- publishing free software manuals

Articles > Making and Applying Patches - A short introduction to GNU diff and patch

Ciaran O'Riordan, Stephen Compall, Brian Gough (Network Theory Ltd)

Introduction

The purpose of this article is to provide a tutorial introduction to making and using patches with the GNU commands diff and patch.

For more information see the printed manual "Comparing and Merging Files with GNU diff and patch" (ISBN 0-9541617-5-0).

A patch is a set of differences between two files or two sets of files, usually an original and a modified version of the original. The purpose of a patch is to allow others to modify the original file in the same way that you have modified it. Thus, anyone can apply the patch to their copy of the original, and will then have a file or set of files that is identical to your modified version.

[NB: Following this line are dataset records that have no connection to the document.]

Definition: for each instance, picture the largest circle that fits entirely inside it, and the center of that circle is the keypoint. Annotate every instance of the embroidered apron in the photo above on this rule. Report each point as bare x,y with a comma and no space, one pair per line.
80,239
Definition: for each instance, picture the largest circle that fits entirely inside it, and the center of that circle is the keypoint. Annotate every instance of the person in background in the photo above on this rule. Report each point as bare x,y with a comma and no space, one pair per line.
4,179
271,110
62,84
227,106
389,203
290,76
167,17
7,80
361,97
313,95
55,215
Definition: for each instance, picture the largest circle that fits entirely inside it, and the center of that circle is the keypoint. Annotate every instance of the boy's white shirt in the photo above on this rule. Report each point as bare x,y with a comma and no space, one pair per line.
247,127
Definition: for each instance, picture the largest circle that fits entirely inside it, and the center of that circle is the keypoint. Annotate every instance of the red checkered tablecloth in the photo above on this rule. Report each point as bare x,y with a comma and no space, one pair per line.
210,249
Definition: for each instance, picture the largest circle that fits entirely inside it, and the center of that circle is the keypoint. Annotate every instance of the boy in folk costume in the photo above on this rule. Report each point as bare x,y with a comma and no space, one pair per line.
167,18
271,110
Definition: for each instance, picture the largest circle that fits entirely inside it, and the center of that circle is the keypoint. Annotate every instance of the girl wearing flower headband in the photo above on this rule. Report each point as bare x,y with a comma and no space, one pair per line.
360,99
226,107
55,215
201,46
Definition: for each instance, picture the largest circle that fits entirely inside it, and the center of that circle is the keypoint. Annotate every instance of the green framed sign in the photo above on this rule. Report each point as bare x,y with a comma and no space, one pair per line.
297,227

Patches are the standard way for free software developers to share bug fixes and enhancements with other developers.

Applying Patches

Patches are applied with the patch command. To specify the name of the patch to apply, patch can be invoked with the switch --input, or -i, followed by the file name of the patch. If no patch name is supplied, patch will read data from standard input (which can be the output of another command sent through a pipe |). Patches are usually stored with the extension .diff and referred to as diff files, because they are created with the diff command.

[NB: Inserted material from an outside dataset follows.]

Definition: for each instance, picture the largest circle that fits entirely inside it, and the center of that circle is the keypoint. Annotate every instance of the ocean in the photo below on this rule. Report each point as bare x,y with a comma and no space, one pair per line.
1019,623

When new versions of GNU packages are released, it is customary for the maintainer to provide both a tar file of the new version and a patch file that can be used to update the source-code of the previous version. So, if you have the source code for GNU Bash 2.04, and want to upgrade to Bash 2.05, instead of downloading the full tar file bash-2.05.tar.gz, you can get the smaller patch bash-2.04-2.05.diff.gz from ftp.gnu.org. For example, the following commands show how to apply a patch to upgrade from Bash 2.04 to Bash 2.05, reading the patch directly from a compressed file through a pipe:

$ ls
bash-2.04-2.05.diff.gz         bash-2.04/
$ cd bash-2.04/
$ gunzip -c ../bash-2.04-2.05.diff.gz | patch -p1
patching file CHANGES
patching file COMPAT
patching file CWRU/POSIX.NOTES
...
patching file y.tab.h

The same effect can be achieved with the -i switch to patch, after uncompressing the patch file:

$ gunzip bash-2.04-2.05.diff.gz
$ cd bash-2.04/
$ patch -p1 -i ../bash-2.04-2.05.diff
patching file CHANGES
patching file COMPAT
patching file CWRU/POSIX.NOTES
...
patching file y.tab.h

251 lines of "patching file XXX" messages are displayed. When the command completes, your copy of bash will be identical to version 2.05. At the end of the next section, I'll show a command that you can use to verify this. After applying the patch, you'll probably want to rename the directory from bash-2.04 to bash-2.05 to reflect the changes.

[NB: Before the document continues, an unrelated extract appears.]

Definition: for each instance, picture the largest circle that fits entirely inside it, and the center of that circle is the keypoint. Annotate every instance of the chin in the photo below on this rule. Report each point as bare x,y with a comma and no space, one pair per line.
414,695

The -p1 switch given to patch indicates that one directory should be stripped from the start of each filename in the patch. The filenames in the patch look like this,

$ more bash-2.04-2.05.diff
...
*** bash-2.04/CHANGES   Tue Mar 14 11:40:08 2000
--- bash-2.05/CHANGES   Tue Apr  3 10:33:50 2001
...

Since we started inside the directory bash-2.04 we need to strip off one directory from these paths to give the correct relative location of the file CHANGES in the current directory.

The need for this switch depends on how the patch was generated. Most patches need -p1, but some don't, so if you get warnings or errors when applying a patch, try applying it without the -p1 switch, or check the README file in the source distribution to see if there is a mention of -p. If you're unsure of the correct usage be sure to keep a backup of any important files you are working on.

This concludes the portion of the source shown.